The Reformed and Presbyterian Fellowship of India is a national ecumenical organization, bringing together Presbyterian and Continental Reformed churches in India.

It was formed in 2001 and in 2019 it was formed by 14 member denominations.

History 

In 1969, the Reformed Presbyterian Church of India established the Dehradun Presbyterian Theological Seminary, which, unlike other Presbyterian theological institutions in India, rejected Theological liberalism and subscribed to the Westminster Confession of Faith.

In the following decades, various Presbyterian and Continental Reformed denominations began to send their pastors for seminary training.

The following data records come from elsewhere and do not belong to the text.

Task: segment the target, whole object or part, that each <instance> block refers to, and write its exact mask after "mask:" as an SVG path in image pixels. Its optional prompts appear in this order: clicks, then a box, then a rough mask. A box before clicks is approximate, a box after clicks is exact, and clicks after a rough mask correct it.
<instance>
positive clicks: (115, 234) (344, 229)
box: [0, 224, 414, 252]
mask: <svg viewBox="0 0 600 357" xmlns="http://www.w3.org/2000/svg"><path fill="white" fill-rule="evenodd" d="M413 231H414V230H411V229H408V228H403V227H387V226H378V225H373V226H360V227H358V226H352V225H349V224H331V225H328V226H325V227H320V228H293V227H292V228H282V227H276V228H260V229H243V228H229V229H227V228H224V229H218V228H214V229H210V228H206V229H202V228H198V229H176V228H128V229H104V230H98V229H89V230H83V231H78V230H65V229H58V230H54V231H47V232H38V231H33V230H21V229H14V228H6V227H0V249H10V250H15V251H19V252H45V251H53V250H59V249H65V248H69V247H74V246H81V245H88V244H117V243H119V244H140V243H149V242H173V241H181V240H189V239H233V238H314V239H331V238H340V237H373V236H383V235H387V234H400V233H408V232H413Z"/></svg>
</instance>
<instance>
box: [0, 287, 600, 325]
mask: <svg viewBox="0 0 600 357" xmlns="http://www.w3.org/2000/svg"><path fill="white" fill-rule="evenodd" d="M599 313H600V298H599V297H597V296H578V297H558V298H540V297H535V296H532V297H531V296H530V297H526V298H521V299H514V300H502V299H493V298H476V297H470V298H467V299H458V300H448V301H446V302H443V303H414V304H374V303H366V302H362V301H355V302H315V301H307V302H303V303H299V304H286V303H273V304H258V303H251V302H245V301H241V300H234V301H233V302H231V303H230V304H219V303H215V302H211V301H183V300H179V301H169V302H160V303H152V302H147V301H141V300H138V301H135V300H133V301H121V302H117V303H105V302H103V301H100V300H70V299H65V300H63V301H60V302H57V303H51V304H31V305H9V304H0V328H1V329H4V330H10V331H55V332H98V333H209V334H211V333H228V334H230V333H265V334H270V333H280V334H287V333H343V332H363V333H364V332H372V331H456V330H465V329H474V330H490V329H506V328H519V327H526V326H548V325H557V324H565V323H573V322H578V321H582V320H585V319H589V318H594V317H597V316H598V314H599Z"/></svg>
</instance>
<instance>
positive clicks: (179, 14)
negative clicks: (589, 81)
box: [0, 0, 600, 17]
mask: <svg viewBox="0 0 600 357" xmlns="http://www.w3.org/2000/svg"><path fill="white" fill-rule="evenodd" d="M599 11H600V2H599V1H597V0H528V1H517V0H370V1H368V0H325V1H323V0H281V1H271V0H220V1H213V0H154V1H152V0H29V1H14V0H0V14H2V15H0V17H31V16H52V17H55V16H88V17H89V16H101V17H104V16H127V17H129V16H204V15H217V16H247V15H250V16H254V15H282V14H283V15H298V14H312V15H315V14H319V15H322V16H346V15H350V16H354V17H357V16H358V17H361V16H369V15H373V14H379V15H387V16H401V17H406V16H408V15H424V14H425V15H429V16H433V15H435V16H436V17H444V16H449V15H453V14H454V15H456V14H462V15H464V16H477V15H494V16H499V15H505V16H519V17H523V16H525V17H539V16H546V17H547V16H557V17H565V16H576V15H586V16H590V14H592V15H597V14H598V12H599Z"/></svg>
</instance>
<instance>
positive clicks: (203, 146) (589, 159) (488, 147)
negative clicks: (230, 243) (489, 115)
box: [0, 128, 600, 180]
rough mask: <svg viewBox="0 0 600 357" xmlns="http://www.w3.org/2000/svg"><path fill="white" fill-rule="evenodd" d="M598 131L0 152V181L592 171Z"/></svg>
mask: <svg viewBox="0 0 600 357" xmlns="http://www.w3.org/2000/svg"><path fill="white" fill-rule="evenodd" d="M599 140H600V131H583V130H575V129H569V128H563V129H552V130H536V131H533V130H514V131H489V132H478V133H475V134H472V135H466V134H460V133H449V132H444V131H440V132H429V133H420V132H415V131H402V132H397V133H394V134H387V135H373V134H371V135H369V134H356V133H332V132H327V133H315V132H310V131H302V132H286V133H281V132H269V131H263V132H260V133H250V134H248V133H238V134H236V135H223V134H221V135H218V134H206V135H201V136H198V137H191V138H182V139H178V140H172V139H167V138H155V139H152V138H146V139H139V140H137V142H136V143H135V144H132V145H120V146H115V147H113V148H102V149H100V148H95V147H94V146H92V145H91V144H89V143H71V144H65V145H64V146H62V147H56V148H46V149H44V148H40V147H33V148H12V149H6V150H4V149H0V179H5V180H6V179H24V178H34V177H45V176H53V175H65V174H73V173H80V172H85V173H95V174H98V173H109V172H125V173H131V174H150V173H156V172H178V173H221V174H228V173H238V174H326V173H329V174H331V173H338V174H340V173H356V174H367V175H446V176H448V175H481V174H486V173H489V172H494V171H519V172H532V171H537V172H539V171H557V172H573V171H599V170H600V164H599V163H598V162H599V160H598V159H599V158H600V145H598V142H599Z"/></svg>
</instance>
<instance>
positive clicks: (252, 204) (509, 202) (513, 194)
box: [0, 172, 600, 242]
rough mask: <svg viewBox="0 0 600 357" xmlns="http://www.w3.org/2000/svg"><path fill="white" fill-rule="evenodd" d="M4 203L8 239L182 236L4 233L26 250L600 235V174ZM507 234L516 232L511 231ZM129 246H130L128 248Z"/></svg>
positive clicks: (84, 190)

This training of pastors of various denominations in the same seminary led to a rapprochement between them and the formation of the Reformed and Presbyterian Fellowship of India in 2001.

Members 

In 2019, Fellowship members were:
 Reformed Presbyterian Church of India
Reformed Presbyterian Church North East India
Presbyterian Church in India (Reformed)
Presbyterian Reformed Church in India
Presbyterian Free Church of Central India
Free Presbyterian Church, Kalimpong
Presbyterian Church of South India
South India Reformed Churches
Evangelical Presbyterian Church of Sikkim
Evangelical Reformed Church of India
Christian Reformed Fellowship of India
Reformed Covenant Assembly (India) (mission of United Reformed Churches in North America)
Reformed Churches in South Africa
Protestant Reformed Church (India) (mission of Protestant Reformed Churches in America).